International Day for the Elimination of Violence Against Women

International Day for the Elimination of Violence Against Women

By Emily Miller, Writing Intern

November 25th is the International Day for the Elimination of Violence Against Women. Around the world, women and girls suffer from disproportionate amounts of violence. Violence against women and girls (VAWG) is one of the most prevalent and harmful human rights violations that includes intimate partner violence, sexual violence and harassment, human trafficking, female genital mutilation, child marriage, and more.[i] VAWG is defined by the United Nations General Assembly  as “any act of gender-based violence that results in, or is likely to result in, physical, sexual, or psychological harm to women, including threats of such acts, coercion or arbitrary deprivation of liberty, whether occurring in public or in private life.” [ii]

In 2018, the World Health Organization (WHO) found that globally, nearly 1 out of every 3 women has experienced physical or sexual violence[iii]. Most violence against women is domestic; the WHO also found in a 2018 study that   According to the United Nations Global Study on Homicide in 2019, 137 women are killed by a family member every day.[iv] The COVID-19 pandemic has exacerbated these issues by trapping and isolating women and girls with their abuser. The pandemic has also caused women and girls to struggle financially and lose opportunities for their education and career, which leaves them more vulnerable to abuse, violence, and exploitation.[v] During the pandemic, with more people at home and less access to mandated reporters, VAWG significantly increased.
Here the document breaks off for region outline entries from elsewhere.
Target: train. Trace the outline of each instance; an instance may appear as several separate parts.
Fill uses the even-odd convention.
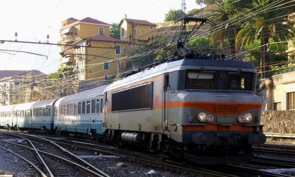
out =
[[[247,62],[167,61],[58,99],[1,106],[0,126],[84,134],[202,163],[245,160],[266,141],[256,75]]]
[[[200,164],[245,162],[263,144],[251,63],[185,44],[205,18],[186,17],[170,58],[112,84],[63,98],[0,107],[0,126],[86,135],[105,143]],[[194,22],[187,32],[185,24]]]

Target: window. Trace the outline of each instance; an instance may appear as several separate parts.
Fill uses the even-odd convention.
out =
[[[86,112],[86,102],[82,102],[82,114],[85,114]]]
[[[86,101],[86,114],[90,114],[90,100]]]
[[[91,113],[96,114],[96,99],[91,100]]]
[[[39,115],[42,116],[42,108],[39,108]]]
[[[81,114],[81,102],[78,102],[78,115]]]
[[[103,62],[103,70],[109,70],[109,62],[108,61],[104,61]]]
[[[117,55],[121,54],[121,46],[116,45],[116,53]]]
[[[70,115],[70,104],[67,105],[67,115]]]
[[[295,110],[295,91],[287,93],[287,109]]]
[[[77,103],[74,103],[74,115],[77,115]]]
[[[100,112],[103,112],[103,98],[100,98]]]
[[[251,91],[252,77],[252,73],[228,72],[226,76],[225,89]]]
[[[188,72],[186,79],[187,89],[214,88],[214,73]]]
[[[103,28],[102,27],[98,28],[98,35],[103,36]]]
[[[96,99],[96,114],[99,114],[100,112],[100,109],[99,106],[100,106],[99,98],[97,98]]]
[[[282,102],[273,103],[274,110],[282,110]]]
[[[74,104],[73,103],[71,103],[71,105],[70,105],[70,114],[71,114],[71,115],[73,115],[73,112],[74,112]]]
[[[152,83],[148,83],[112,93],[112,111],[151,109],[152,88]]]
One United States sheriff’s office in Jefferson County, Alabama noticed a 27% increase in domestic violence calls in March 2020 (when pandemic measures were first enacted) compared to calls in March 2019.[vi] In Jordan, the number of women reporting violence committed against them during COVID-19 quadrupled from the amount the year before, and China had a 278% increase in domestic violence calls to the police during the pandemic.[vii] In some countries, calls reporting domestic violence against women have increased five-fold.[viii]

This intensification of VAWG during the COVID-19 pandemic is known as the shadow pandemic.[ix] The most vulnerable populations to the shadow pandemic include those who identify as lesbian, transgender, bisexual, or intersex; migrant, refugee, and immigrant women; indigenous women and women from ethnic minorities; and those living with HIV or a disability.[x] VAWG is one of the most widespread and persistent human rights violations due to the impunity, silence, stigma, and shame surrounding it, causing fewer than 40% of women who experience violence to seek out any kind of help.[xi] The adverse effects of VAWG on the psychological, emotional, and physical health of women often holds them back from advancing in their education and careers. Physical health effects of violence against women include injuries, STDs, and unwanted pregnancy; mental and emotional health effects include PTSD, depression, anxiety, substance abuse, self-harm, suicidal behavior, and sleep disturbances.[xii] Because of this, VAWG continues to be an obstacle to achieving equality, development, and fulfillment of human rights.[xiii]

It is time to take action against the shadow pandemic. To do so, educate yourself on all forms of VAWG, know and share hotlines and resources, and check on the people you know. Women and girls are people, not statistics. Wear orange on November 25th for International Day for the Elimination of Violence Against Women to stand for a future free from violence against women and girls.